My job as a dad is simple. I have to take care of my daughter. The definition of that is not so simple. That could mean many things. It means dressing and feeding her. It means playing games with her. It means teaching her things. It even means wiping her on the toilet. It's not all fun. I do a lot for her, and it can be pretty tiring. I think she knows that.
I know it seems strange, but I get the sense that Casey thinks she needs to take care of me. She shares her food with me. When we hide from monsters in my bed, it's an excuse for me to lay down and rest. She seems to get that, because she tucks me in and kisses me on the head. She even tries to make me laugh sometimes, and she's always successful. She's been trying to do that since she was only a few months old. I'm not kidding. I remember getting her settled in her bouncy chair one day. She looked me in the eyes and made a goofy move that made me laugh. When I laughed, she smiled. Mission accomplished. It struck me immediately. This kid had a sense of humor.
I suppose that kind of thing is natural. She returns what I give her. I'm proud of her for that. I don't know if that will carry over to other people. She does share her Goldfish crackers with her great grandparents, who she loves to pieces. She's great with her cousin, and she calls my friends' newborn daughter her new baby sister.
We do have a close relationship. She clings to me when we're together, and she hates when I leave her at school. I hate it too. I wonder how long that's going to last. I hope forever, but who knows? I would like to think that someday she'll take care of me if I ever become incapacitated. I assume she will, because I'll teach her to be a compassionate person. I just hope that her mother and I don't end up incapacitated at the same time, because I'll choose a nursing home over living in that situation.

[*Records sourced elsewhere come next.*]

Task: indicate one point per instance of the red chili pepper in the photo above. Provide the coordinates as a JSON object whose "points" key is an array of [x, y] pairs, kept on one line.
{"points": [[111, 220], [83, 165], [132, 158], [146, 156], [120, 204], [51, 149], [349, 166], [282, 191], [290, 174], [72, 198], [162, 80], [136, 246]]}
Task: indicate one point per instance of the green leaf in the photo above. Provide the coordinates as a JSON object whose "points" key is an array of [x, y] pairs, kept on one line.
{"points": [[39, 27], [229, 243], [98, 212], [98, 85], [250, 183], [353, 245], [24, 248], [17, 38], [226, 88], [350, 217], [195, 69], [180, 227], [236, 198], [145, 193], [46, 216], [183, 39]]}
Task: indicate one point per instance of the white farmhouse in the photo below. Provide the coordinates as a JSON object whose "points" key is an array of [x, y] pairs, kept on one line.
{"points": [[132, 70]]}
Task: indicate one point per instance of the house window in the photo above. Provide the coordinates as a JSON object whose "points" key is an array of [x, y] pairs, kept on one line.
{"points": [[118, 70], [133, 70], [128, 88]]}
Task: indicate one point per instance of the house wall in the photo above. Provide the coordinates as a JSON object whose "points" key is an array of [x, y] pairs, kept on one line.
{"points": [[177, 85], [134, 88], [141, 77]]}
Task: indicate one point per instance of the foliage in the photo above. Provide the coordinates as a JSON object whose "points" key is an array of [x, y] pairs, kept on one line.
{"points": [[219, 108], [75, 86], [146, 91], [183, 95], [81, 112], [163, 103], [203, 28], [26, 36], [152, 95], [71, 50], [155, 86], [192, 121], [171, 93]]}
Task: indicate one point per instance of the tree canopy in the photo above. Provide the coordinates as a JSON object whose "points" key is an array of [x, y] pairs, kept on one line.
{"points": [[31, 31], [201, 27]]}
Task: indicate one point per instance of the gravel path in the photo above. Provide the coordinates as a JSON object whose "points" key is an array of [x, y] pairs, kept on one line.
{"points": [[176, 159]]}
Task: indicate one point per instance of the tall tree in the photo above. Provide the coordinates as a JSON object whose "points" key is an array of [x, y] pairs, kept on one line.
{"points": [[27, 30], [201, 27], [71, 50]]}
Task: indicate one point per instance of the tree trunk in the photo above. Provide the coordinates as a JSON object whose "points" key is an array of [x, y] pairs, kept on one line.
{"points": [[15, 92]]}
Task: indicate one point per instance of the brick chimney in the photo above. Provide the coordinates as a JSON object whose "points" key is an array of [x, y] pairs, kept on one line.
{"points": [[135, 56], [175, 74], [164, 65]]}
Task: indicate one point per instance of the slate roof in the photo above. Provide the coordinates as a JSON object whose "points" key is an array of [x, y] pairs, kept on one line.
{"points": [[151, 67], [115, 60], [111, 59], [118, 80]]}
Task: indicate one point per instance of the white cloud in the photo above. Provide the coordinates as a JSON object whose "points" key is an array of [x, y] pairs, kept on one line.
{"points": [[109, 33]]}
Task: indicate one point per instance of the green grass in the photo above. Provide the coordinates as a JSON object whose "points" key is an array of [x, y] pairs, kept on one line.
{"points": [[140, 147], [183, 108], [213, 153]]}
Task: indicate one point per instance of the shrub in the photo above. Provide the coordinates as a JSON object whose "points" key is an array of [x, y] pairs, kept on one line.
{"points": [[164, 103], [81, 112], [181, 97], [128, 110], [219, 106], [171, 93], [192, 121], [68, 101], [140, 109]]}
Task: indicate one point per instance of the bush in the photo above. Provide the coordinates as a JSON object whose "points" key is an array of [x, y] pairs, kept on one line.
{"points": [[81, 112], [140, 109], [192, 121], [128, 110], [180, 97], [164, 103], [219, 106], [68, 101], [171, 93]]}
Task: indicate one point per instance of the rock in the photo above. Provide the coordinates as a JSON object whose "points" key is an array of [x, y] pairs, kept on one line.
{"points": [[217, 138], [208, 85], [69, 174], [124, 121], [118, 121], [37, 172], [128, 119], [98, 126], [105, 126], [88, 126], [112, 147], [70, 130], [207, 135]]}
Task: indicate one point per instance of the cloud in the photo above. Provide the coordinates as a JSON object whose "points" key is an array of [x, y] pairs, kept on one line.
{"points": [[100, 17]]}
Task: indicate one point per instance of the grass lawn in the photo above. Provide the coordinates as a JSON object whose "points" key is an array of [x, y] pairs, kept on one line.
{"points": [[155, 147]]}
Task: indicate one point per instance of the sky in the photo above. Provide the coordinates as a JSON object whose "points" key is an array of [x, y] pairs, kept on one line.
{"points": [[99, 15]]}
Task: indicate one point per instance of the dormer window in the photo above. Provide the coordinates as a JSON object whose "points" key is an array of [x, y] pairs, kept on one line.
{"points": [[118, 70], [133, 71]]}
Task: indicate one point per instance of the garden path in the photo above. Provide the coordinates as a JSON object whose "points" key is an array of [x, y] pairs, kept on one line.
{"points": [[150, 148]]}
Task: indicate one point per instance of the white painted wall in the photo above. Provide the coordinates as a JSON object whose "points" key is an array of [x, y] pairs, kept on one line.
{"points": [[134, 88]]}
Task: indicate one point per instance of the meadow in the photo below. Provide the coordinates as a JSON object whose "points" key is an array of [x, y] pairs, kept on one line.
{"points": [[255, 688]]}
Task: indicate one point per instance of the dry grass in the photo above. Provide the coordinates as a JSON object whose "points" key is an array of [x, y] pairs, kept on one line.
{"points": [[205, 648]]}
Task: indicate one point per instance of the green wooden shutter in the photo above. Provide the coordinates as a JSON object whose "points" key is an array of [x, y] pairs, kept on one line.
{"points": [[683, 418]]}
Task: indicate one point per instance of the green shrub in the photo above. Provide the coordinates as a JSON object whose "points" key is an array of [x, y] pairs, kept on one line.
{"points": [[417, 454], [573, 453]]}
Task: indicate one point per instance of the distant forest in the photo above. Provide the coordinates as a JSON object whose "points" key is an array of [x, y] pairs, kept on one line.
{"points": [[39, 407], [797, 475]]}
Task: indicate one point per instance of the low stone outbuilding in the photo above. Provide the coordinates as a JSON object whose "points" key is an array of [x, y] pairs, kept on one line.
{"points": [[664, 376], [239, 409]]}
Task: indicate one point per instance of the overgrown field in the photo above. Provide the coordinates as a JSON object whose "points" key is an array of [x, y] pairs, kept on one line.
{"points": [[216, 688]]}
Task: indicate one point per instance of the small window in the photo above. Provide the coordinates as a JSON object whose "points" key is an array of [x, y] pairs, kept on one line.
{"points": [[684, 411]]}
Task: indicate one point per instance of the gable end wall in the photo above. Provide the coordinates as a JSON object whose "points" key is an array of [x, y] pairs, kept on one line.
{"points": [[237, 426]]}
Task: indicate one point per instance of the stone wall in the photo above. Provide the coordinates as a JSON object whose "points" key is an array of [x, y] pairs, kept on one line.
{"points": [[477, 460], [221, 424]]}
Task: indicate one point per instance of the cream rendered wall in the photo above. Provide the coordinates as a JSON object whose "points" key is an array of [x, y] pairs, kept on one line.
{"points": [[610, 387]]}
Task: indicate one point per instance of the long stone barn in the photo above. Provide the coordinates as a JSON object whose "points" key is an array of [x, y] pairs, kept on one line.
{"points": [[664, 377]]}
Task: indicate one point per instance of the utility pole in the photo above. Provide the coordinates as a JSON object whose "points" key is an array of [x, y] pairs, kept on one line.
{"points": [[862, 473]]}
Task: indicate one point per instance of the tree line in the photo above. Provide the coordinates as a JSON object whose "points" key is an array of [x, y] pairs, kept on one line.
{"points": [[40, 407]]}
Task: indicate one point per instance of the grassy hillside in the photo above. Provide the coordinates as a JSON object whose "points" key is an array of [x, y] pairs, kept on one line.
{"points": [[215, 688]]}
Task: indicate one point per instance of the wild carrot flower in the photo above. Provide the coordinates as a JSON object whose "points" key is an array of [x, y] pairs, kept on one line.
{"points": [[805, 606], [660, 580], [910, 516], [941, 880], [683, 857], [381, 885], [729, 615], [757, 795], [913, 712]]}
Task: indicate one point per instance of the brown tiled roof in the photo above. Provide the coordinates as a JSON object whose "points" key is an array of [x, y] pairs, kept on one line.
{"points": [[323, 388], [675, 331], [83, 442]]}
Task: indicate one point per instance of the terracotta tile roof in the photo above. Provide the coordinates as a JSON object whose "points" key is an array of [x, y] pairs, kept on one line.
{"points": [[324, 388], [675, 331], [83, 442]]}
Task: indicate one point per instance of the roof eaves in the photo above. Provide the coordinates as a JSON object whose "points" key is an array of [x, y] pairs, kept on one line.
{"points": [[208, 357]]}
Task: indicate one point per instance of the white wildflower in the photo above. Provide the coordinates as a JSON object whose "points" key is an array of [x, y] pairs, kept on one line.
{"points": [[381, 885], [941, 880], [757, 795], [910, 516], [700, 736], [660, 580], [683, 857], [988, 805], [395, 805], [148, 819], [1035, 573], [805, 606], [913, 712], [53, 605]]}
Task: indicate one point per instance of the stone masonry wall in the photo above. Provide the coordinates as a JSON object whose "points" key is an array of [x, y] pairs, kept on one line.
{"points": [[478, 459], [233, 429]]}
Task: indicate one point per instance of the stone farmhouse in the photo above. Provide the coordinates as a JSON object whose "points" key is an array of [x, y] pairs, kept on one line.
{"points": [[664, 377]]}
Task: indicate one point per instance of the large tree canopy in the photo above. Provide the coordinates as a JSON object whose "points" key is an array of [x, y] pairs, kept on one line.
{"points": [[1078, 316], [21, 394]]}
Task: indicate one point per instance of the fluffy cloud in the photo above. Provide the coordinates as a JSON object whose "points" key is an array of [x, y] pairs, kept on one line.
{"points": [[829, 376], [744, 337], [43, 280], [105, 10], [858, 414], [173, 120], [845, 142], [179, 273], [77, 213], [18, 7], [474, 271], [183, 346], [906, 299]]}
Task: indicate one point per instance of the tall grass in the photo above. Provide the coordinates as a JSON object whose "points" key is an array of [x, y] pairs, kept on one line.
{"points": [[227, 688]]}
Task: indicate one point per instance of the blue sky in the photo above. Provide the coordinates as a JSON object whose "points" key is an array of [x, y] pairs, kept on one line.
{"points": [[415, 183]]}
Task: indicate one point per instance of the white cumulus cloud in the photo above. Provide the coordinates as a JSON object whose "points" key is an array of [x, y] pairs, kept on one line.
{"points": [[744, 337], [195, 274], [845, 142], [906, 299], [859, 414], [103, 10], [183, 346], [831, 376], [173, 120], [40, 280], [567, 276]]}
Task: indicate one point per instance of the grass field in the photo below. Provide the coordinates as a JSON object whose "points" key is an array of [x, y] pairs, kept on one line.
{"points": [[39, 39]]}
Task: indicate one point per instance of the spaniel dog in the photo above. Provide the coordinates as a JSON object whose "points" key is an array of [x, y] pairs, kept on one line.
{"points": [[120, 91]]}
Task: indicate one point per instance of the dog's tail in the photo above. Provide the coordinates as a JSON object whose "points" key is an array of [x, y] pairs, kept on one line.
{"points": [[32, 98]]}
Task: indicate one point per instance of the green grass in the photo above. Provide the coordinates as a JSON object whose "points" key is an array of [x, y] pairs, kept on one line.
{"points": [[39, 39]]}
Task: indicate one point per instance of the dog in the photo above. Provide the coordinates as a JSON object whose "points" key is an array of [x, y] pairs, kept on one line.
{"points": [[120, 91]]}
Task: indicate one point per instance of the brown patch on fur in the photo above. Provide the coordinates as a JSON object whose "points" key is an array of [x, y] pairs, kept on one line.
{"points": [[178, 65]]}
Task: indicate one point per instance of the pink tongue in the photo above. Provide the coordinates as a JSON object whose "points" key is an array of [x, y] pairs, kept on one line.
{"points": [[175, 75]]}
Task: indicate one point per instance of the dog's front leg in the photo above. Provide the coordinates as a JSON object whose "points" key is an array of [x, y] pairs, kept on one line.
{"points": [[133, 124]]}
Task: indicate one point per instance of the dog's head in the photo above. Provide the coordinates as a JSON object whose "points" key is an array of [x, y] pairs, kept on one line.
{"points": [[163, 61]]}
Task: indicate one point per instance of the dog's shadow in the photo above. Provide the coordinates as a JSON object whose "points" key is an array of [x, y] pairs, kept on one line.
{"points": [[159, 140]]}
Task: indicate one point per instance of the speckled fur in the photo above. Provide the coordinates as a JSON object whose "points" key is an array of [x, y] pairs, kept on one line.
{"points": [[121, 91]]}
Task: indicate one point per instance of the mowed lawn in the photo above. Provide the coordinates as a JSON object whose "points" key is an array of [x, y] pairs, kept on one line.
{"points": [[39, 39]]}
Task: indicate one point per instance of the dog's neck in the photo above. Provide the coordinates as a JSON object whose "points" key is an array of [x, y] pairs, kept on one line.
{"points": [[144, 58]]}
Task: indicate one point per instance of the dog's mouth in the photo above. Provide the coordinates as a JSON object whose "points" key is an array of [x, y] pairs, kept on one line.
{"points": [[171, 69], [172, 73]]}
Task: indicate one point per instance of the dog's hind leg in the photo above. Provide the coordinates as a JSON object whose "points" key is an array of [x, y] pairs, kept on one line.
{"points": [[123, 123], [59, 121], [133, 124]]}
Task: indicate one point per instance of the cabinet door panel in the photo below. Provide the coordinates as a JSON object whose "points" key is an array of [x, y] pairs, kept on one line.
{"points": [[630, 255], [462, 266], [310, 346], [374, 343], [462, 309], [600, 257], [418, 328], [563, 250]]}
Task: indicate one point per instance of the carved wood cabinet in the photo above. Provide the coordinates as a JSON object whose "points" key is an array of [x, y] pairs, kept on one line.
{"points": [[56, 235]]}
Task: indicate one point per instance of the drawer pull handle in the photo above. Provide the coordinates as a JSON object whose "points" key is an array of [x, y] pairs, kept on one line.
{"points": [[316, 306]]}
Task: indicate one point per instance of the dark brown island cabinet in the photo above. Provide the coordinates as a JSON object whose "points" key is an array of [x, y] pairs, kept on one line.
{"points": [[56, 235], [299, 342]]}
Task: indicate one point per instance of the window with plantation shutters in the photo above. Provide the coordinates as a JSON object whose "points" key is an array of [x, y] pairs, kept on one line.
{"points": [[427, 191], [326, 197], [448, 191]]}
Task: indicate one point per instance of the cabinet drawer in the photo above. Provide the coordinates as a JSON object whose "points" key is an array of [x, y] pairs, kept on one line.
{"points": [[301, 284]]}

She's also very protective and possessive of me. When the other kids in her school try to talk to me, she gets mad sometimes. "That's MY daddy!" It's really sweet. She's funny when she does that. I really don't worry about my future with her. I know I'll always have someone looking out for me, and she'll have the same. Even when I'm old and frail, if someone messes with her, they'll end up on the wrong side of my walker. That's just the way it is.